Lina fue torturada en la prisión moscovita de Lubianka y deportada al gulag Abez, en el Ártico. Su destierro se debió a que se la consideró una espía, por recurrir a embajadas de otros países en busca de ayuda. Ser extranjera no le fue favorable. Mientras, Sergéi, que gozaba del favor de Stalin, tampoco se ocupó de ella. Después de pasar en el gulag casi ocho años, la liberaron en 1956.

Prokóviev, de quien seguía profundamente enamorada, había fallecido. No pudo irse del país hasta 1974. Se instaló en Londres y pasó el resto de su vida dedicada a la fundación que creó para preservar los documentos y las partituras de su marido.

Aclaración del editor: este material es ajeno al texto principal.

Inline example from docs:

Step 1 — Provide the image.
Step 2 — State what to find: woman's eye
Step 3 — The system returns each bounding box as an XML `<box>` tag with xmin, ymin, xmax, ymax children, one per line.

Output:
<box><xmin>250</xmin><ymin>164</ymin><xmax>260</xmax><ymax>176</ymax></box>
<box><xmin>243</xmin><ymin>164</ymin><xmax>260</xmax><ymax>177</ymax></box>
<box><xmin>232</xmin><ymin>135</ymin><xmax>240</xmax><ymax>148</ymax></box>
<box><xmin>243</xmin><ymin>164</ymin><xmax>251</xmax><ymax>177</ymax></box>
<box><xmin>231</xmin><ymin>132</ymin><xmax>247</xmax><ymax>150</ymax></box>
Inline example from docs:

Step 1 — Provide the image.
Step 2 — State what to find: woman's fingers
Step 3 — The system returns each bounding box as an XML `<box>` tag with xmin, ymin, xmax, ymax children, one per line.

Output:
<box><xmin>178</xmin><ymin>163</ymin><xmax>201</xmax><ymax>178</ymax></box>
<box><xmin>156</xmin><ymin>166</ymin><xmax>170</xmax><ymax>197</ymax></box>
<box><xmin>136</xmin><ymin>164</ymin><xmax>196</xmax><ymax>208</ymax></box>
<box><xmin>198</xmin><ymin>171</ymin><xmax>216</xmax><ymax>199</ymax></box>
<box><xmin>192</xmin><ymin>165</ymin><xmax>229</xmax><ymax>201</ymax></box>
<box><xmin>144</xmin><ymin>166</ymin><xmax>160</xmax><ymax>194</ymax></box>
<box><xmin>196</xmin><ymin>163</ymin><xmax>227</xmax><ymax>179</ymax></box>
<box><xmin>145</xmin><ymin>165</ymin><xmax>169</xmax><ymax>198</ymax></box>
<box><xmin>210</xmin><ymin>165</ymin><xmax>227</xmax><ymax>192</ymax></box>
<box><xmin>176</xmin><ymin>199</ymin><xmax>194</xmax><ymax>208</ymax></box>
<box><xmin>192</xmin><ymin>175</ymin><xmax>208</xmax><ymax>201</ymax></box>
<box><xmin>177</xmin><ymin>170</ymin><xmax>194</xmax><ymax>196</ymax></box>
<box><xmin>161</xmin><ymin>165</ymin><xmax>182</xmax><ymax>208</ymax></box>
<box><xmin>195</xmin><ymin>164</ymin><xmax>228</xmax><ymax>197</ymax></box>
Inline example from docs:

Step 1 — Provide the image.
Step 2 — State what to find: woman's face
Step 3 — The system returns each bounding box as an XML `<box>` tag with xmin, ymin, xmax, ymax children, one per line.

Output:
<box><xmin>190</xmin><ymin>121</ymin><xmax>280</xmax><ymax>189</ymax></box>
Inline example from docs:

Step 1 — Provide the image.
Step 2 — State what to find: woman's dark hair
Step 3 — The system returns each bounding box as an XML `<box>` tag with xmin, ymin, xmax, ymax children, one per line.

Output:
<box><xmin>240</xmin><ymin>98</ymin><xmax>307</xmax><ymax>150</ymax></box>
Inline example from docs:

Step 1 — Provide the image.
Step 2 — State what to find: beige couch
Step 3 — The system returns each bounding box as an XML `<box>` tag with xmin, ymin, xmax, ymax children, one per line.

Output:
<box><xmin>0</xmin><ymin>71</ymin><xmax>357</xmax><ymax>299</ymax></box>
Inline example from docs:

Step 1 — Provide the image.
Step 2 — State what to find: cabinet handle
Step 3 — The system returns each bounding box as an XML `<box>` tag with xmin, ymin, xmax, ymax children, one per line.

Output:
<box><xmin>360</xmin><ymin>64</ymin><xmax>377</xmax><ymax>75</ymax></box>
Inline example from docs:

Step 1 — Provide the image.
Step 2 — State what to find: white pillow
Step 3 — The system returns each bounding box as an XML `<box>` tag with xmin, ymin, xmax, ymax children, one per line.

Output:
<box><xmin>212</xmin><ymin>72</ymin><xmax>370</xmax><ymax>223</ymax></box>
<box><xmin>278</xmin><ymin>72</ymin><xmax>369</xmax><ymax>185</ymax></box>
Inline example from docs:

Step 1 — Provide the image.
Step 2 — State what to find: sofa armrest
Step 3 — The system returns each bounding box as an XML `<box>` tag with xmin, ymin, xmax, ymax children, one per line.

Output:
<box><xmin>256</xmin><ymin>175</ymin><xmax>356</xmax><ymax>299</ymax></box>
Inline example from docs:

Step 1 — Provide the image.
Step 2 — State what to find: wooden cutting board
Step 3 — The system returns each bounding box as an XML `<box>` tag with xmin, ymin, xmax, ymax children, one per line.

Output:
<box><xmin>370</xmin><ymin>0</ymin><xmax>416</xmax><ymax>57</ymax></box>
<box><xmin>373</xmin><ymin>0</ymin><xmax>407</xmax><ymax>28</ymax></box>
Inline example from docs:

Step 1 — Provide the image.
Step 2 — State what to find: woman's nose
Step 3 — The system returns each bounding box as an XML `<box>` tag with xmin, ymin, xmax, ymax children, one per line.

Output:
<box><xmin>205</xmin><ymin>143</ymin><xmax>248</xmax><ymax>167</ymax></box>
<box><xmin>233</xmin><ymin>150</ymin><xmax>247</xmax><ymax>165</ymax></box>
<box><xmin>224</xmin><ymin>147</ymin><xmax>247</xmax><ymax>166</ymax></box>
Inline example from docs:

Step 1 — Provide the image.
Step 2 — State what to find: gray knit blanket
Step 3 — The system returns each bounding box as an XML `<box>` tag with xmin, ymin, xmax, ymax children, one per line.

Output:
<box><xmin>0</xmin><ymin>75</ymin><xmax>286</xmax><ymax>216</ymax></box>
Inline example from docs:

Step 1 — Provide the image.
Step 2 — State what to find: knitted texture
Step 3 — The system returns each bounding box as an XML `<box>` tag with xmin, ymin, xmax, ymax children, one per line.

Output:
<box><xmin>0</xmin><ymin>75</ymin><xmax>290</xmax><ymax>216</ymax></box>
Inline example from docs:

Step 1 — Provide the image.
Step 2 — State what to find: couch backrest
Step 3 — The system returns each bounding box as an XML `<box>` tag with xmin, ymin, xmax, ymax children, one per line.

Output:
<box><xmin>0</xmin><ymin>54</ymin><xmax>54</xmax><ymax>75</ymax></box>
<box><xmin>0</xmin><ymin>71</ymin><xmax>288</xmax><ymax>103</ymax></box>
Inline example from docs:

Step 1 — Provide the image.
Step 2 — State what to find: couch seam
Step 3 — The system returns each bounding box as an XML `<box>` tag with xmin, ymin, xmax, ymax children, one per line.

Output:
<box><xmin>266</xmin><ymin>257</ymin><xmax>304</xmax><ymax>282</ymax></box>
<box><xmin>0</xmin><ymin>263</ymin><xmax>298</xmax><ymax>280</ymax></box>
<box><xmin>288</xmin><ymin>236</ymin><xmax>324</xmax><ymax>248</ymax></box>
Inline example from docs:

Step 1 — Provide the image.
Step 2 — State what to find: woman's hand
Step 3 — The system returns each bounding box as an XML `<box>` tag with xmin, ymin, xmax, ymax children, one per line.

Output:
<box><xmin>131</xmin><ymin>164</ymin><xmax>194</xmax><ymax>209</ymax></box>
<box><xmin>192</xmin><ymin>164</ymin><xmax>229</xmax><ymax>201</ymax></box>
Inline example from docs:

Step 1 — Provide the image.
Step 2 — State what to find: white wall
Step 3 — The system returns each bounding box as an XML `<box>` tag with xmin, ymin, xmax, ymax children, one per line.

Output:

Pudo vivir gracias a que fue probada su inocencia y se le reconoció oficialmente como viuda de Prokóviev.

Esta historia de un ucraniano y una española medio rusa, no es un cuento. La han titulado “una pasión rusa” y tiene su fundamento, aunque la suerte de ambos no fue pareja. Él triunfó fuera y dentro de su tierra. Ella sufrió por ser extranjera y por no darse nunca por vencida.

Iria gozaría de esta historia. Y, por supuesto, con la música de Prokóviev y sintiendo la firmeza y perseverancia de Lina, que no era ni rusa ni gallega. No es preciso para empatizar con ucrainos y rusos.